You probably haven’t heard yet of four-year-old ZipRecruiter, a profitable, L.A.-based online hiring platform for small and medium-size businesses. In recent months, though, plenty of growth-stage equity firms were kicking its tires and hoping the company might bring them aboard as investors. In the end, its four cofounders agreed to a $63 million round led by Institutional Venture Partners, with participation from Industry Ventures and the brand-new L.A. firm Basepoint. I talked with one of those cofounders, ZipRecruiter CEO Ian Siegel, last week about the company’s low-flying trajectory so far.
You spent 20 years working for L.A.-based startups. Why start ZipRecruiter when you did?
My experience and my cofounders’ experience was the same. Because the companies were so small where we were working, there was no HR department, no one to do hiring for you but you. So I was the only one posting jobs. I was the one vetting candidates and making decisions about who and when to hire. Part of the reason those companies stayed small was it was so painful to bring another person on board. We weren’t HR professionals. We just thought, Let’s build something that would be useful for us. And it took off. We’ve been profitable since our first month.
What’s so special about your technology?
What ZipRecruiter does is take a set of services that have been used by Fortune 500 companies, from an applicant job tracking system to easy-to-search databases, and [offers these technologies] to small and medium-size businesses. The value for our customers is they can post a job to many job boards at once — Monster, Twitter, Glassdoor; more than 50 at once — then we present them with candidates from all of those places in one, easy-to-review [interface] so they can screen and track candidates.
This is a SaaS business. How much do you charge users?
We charge $129 [per month] and scale up depending on how many jobs a company has to post. Some customers post [a lot of] jobs, and it’s more than $1,000 per month.
You say you’ve been growing like a weed. Give us some metrics.
At the beginning, it was pretty much four founders who were rotating between each other’s kitchens. I took every customer support email and phone call. A dog would be going crazy in the background, and I’d say, “I don’t hear a dog, do you hear a dog?” Now, we’re moving into a 40,000-square-foot space in Santa Monica. We have 150 employees, tens of millions of dollars in annual revenue and we’ll have more new subscribers this year than in all previous years combined. We’ll have 100,000 customers in the relatively new future.
You’re already very profitable, by your own account. How will you use the money you’ve just raised?
More than 7,000 new businesses create an account on ZipRecruiter each month and the primary person [who signs up] is the person who manages HR. And that person is responsible for hiring, but also, potentially, for payroll, insurance, vacation tracking, and for on-boarding. So we’ll do a bit of development into new areas and see what the reaction is. When you’re bootstrapping, everything has to come back to bottom line. Taking investment really frees us as to how much more can we do to make the job of HR managers easier.
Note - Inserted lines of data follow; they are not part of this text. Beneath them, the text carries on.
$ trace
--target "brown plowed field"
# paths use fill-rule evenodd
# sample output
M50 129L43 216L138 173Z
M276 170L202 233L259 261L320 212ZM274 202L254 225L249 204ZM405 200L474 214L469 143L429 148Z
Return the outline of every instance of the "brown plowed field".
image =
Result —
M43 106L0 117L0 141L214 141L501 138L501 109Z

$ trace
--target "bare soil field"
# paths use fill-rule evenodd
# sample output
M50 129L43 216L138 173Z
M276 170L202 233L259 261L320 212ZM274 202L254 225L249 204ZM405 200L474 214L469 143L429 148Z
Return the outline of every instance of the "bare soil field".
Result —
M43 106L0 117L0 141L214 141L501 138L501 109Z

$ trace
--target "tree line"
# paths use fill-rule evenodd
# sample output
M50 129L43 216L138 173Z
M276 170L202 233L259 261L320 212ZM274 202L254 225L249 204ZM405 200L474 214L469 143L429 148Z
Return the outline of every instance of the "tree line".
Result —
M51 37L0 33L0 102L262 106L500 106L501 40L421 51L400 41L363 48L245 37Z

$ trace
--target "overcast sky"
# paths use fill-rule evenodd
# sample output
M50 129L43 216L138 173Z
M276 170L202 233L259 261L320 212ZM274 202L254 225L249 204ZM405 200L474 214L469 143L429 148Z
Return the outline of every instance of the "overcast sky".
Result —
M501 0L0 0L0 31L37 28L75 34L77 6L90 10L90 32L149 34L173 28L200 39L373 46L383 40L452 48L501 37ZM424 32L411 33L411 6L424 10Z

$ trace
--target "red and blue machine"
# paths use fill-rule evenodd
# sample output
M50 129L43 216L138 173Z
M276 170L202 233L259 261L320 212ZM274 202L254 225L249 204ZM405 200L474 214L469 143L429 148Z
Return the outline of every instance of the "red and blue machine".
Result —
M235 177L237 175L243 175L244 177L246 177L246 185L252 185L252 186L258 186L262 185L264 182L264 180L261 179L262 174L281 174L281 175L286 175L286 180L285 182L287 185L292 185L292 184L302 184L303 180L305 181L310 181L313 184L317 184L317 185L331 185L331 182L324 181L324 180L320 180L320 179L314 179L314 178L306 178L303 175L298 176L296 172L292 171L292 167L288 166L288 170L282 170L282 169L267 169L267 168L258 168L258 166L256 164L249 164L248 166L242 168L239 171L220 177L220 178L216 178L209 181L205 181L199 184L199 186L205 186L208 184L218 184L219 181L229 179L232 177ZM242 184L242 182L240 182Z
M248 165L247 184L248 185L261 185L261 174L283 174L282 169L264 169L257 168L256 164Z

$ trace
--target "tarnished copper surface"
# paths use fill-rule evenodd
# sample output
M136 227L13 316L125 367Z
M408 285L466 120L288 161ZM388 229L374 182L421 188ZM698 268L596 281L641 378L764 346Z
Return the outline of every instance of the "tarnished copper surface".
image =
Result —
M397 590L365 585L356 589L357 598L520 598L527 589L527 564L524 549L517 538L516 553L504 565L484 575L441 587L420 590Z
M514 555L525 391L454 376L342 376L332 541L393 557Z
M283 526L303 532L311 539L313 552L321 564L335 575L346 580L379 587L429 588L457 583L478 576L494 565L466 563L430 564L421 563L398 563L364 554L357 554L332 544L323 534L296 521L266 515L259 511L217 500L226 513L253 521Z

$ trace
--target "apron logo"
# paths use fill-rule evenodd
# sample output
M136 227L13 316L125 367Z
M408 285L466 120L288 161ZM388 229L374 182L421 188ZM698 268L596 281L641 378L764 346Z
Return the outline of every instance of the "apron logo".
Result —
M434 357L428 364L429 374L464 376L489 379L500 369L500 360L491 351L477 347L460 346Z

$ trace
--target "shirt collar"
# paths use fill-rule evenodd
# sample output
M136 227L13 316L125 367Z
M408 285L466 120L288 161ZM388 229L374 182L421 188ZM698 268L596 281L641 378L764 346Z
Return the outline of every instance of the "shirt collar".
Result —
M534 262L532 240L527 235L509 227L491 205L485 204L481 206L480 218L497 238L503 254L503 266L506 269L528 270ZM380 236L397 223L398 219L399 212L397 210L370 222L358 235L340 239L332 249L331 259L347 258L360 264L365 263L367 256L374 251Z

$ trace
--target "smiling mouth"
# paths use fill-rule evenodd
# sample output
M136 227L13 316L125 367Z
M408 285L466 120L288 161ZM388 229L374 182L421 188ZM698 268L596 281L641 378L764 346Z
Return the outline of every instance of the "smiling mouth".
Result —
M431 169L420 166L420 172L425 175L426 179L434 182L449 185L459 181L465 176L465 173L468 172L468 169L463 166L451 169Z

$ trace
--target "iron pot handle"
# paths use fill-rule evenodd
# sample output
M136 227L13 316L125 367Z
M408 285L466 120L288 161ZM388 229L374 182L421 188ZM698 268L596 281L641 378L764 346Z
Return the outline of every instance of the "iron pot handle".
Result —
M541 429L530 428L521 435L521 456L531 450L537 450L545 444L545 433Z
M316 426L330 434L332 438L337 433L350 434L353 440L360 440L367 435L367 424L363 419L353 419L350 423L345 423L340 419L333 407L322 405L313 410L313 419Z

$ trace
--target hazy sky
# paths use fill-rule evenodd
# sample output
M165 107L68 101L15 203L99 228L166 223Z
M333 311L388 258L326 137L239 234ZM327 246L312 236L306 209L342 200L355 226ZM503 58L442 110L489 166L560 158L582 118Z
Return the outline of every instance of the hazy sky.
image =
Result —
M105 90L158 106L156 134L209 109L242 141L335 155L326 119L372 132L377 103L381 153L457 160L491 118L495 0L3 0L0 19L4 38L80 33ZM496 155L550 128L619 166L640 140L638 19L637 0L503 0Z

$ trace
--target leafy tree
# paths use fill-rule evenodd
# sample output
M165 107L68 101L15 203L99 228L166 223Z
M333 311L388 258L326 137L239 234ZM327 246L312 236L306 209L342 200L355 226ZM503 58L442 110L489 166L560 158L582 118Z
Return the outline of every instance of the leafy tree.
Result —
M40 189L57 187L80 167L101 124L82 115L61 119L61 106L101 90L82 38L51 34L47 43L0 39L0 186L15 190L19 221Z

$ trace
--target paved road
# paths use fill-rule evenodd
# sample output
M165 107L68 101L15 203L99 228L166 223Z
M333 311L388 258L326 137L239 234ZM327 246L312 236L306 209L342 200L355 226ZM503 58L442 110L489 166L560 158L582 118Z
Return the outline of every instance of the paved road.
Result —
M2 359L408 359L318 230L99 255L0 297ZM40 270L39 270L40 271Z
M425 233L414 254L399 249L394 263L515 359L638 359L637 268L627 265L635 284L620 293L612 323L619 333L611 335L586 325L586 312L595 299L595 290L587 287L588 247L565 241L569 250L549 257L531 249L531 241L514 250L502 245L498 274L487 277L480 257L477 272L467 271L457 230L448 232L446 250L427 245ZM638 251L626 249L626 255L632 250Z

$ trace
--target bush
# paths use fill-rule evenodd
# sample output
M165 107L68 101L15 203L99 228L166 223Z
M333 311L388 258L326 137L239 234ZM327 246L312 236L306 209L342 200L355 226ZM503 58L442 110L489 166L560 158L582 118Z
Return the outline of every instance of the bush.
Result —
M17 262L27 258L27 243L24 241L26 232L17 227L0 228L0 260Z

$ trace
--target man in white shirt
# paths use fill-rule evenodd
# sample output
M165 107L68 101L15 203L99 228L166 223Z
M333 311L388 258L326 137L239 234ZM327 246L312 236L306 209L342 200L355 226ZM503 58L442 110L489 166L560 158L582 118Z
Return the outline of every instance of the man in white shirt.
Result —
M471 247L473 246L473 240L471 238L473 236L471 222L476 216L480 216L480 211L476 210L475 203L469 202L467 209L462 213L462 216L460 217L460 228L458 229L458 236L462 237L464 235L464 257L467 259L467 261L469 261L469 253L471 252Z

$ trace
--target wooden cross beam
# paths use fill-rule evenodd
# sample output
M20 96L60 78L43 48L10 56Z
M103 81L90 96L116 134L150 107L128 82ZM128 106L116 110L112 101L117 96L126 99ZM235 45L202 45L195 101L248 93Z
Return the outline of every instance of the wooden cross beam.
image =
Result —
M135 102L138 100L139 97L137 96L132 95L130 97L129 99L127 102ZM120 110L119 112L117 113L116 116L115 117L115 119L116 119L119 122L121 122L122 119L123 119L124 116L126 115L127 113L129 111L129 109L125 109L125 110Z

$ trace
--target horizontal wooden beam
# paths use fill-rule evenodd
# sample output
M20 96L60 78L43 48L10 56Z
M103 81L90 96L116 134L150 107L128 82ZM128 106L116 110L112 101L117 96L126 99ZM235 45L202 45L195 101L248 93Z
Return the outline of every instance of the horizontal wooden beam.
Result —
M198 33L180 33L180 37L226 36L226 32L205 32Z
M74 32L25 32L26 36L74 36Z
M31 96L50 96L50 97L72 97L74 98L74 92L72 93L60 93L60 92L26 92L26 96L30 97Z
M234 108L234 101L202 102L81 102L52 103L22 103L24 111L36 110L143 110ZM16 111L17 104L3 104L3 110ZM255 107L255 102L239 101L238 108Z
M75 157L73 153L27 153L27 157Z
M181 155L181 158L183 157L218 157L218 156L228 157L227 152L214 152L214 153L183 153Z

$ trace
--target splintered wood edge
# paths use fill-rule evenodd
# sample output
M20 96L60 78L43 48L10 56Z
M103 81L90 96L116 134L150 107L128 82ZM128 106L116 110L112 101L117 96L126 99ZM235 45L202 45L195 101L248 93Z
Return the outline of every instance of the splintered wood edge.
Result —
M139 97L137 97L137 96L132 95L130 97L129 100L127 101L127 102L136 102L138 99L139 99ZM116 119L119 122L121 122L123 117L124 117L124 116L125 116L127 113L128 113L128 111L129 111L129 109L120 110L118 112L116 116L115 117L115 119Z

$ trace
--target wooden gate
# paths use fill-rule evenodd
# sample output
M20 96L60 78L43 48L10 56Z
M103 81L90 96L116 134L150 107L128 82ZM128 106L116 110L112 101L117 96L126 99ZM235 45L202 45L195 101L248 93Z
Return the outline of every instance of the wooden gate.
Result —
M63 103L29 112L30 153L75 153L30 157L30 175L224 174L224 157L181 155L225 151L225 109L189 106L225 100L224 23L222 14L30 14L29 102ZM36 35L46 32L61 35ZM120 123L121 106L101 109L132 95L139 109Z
How are you reaching all of these far-flung customers?
It was all driven through [search engine marketing] initially. As we grew, we began to benefit from word of mouth — a substantial double digit percentage of our new users come without a marketing source attached to them. But because the product sells so well, we’ve been able to branch into direct mail, TV commercials, and radio. The challenge of going after a disaggregated market is finding [all your customers]. You can’t just buy ads on Google.